Depuis le début de la crise des gilets jaunes, les forces de l’ordre sont débordées, voire à cran, car surexploitées (comme le démontre, entre autres, un article de lexpress.fr du 18 janvier). Le maintien de l’ordre est un art et non une science. En tant que propriétaire du monopole de la contrainte légitime, la police ne fait qu’un avec l’État sur la voie publique. Platon avait défini le roi (ou le politique) comme étant le seul à même de relier les différents éléments de la Cité sur la base de l’art du tissage. Dès lors, le rétablissement de l’ordre public passe par le discernement dans le jugement avant d’agir.
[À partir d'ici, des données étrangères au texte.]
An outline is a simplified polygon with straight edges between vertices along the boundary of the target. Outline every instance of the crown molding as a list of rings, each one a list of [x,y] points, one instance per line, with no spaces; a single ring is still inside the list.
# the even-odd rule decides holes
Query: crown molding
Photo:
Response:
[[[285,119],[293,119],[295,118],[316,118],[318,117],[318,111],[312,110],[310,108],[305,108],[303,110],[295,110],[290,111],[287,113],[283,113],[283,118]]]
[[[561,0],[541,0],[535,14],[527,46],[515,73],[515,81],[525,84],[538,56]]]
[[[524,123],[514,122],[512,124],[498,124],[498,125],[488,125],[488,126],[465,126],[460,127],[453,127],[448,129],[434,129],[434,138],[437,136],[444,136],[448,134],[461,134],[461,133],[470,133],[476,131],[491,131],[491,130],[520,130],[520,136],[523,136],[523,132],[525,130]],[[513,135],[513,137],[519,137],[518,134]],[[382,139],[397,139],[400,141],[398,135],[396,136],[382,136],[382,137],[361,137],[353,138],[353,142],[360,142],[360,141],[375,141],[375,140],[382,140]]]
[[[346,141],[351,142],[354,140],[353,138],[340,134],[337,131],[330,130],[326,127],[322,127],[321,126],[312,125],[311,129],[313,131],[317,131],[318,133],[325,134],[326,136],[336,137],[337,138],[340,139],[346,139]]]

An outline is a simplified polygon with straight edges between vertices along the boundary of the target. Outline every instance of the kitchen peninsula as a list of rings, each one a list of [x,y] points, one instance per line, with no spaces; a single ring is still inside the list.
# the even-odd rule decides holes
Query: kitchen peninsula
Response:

Mais dans une technocratie, socle de toutes les démocraties modernes, la liberté de conscience ne s’exerce pas, elle se délègue. Le policier, ou bien le gendarme, ne fait rien sans être mandaté par un supérieur de sa préfecture qui, lui, ne décide rien sans injonction ministérielle. Et au sommet de la pyramide des responsabilités, c’est le chef de l’État qui donne le mot d’ordre général. En dehors du fait que l’usage massif du gaz lacrymogène et des nouveaux Flash-Ball® a entraîné des blessures considérables parmi les manifestants depuis les neuf dernières semaines (1.700, d’après Manon Aublanc dans le 20 Minutes du 16 janvier), il demeure fondamental de ne point incriminer des exécutants, pieds et mains liés par un pouvoir cynique et inique.
Macron ne gagne pas quatre points d’opinion positive par hasard : pour sauver son quinquennat, il n’a d’autre choix que de se thatcheriser, d’être « une main de fer dans un gant de velours ». Les « libéraux-traîtres » continueront de se rallier à lui. C’est inéluctable. En attendant, le ministre de l’Intérieur Christophe Castaner et son secrétaire d’État Laurent Nuñez auront beau jeu de faire comme si les policiers n’avaient d’autre choix que d’estropier « les Gaulois réfractaires au changement », métamorphosés soudainement en bêtes enragées.
Tout cela est bien commode pour masquer la désespérance des policiers – 51 suicides en 2017 et plus d’une vingtaine en 2018 -, englués dans une structure juridique pour qui le délinquant des cités ou bien l’immigré fraîchement arrivé reste inlassablement la vache sacrée.
Après tout, la chair à canon est faite pour être sacrifiée… En vérité, les arrestations se réalisent a posteriori grâce à la vidéosurveillance. Comme dans un État totalitaire, Castaner laisse voir qu’il passe au peigne fin les réseaux sociaux des manifestants (en arrière-plan d’une conférence de presse improvisée pour le compte des chaînes info, le 17 novembre 2018). L’État sait qui il arrête et pour quoi. Beaucoup, parmi les casseurs (souvent bourgeois d’extrême gauche) et les pilleurs (souvent des mineurs de banlieues), ont fait l’objet de trop peu d’arrestations, comme semble le constater Jean Chichizola dans Le Figaro du 9 décembre 2018.
Il y a, visiblement, les bons et les mauvais truands, en Macronie. Un cercle vicieux s’engage parce que ces images de violence nourrissent des smartphones et réciproquement. On doit voir qu’un monde où chacun sera le guetteur de l’autre se prépare sous nos yeux. Pauvre police française ! L’État démocratique tend à mettre à sa botte des êtres téléguidés, des vivants atrophiés qui ne boivent pas, ne fument pas et ne roulent pas en diesel. Même en matière de sécurité, la défrancisation est désormais en marche.